To date, we have data on 23,575 subjects, of whom 2,818 (12%) had sufficient risk to qualify for recruitment, and of whom 1,402 (6%) are participating in the trial. We estimated the association of five year risk with history of asthma, bronchitis, emphysema, tuberculosis, and COPD, and the extent to which this was driven by the associations of respiratory diseases with smoking. Additionally, we estimated the implications in terms of disease rates in the participating population.

Results

Risk was significantly higher in the presence of each of the five respiratory diseases (p<0.001 in all cases). For example, average predicted 5-year risk in those without COPD was 1.5% (SD 2.6%), and in those with COPD it ws 6.0% (SD 6.2%).

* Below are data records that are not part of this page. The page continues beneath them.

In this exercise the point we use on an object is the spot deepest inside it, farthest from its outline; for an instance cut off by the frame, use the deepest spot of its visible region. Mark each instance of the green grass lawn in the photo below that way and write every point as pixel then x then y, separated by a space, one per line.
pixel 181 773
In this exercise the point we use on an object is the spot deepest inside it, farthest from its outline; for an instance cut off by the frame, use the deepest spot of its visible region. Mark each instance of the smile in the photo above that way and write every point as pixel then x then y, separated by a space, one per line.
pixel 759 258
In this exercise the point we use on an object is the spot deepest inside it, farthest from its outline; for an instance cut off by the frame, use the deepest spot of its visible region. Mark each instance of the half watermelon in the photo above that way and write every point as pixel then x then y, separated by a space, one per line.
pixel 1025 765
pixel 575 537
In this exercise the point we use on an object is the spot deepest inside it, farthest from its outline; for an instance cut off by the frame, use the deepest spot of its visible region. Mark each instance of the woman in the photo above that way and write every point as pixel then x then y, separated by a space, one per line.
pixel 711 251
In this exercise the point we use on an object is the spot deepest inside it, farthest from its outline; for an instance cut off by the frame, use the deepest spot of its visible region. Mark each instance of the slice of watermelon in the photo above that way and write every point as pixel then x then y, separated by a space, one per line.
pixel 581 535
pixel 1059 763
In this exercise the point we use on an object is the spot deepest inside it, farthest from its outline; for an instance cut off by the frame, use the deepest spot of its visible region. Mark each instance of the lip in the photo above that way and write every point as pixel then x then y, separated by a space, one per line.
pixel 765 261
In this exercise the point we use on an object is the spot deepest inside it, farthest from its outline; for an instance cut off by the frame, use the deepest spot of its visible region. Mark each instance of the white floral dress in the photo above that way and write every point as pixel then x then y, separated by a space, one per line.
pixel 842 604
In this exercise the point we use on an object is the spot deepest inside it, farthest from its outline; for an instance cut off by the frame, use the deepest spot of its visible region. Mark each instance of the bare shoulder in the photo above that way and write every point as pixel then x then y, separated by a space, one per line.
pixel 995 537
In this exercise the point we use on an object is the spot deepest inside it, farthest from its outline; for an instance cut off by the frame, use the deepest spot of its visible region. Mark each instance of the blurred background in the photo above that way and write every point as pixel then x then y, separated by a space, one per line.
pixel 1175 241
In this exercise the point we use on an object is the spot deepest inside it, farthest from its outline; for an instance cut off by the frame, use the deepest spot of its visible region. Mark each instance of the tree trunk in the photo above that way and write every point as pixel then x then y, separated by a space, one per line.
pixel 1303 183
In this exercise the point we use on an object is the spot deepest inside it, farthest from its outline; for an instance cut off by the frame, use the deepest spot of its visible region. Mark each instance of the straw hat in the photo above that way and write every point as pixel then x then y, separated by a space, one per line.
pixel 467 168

This was partly but not entirely driven by associations with smoking, since although attenuated, the effect remained significant after adjustment for smoking, and when restricted to non-smokers (0.5% vs 1.3% 5-year risks). Correspondingly, the proportion of subjects with COPD was significantly higher in participants (12% vs 2%, p<0.001). Similar results were observed for other respiratory diseases.

Conclusion

Associations of non-malignant respiratory diseases with lung cancer risk imply that populations selected on the basis of risk, for screening or other control measures, are likely to have considerable respiratory comorbidity.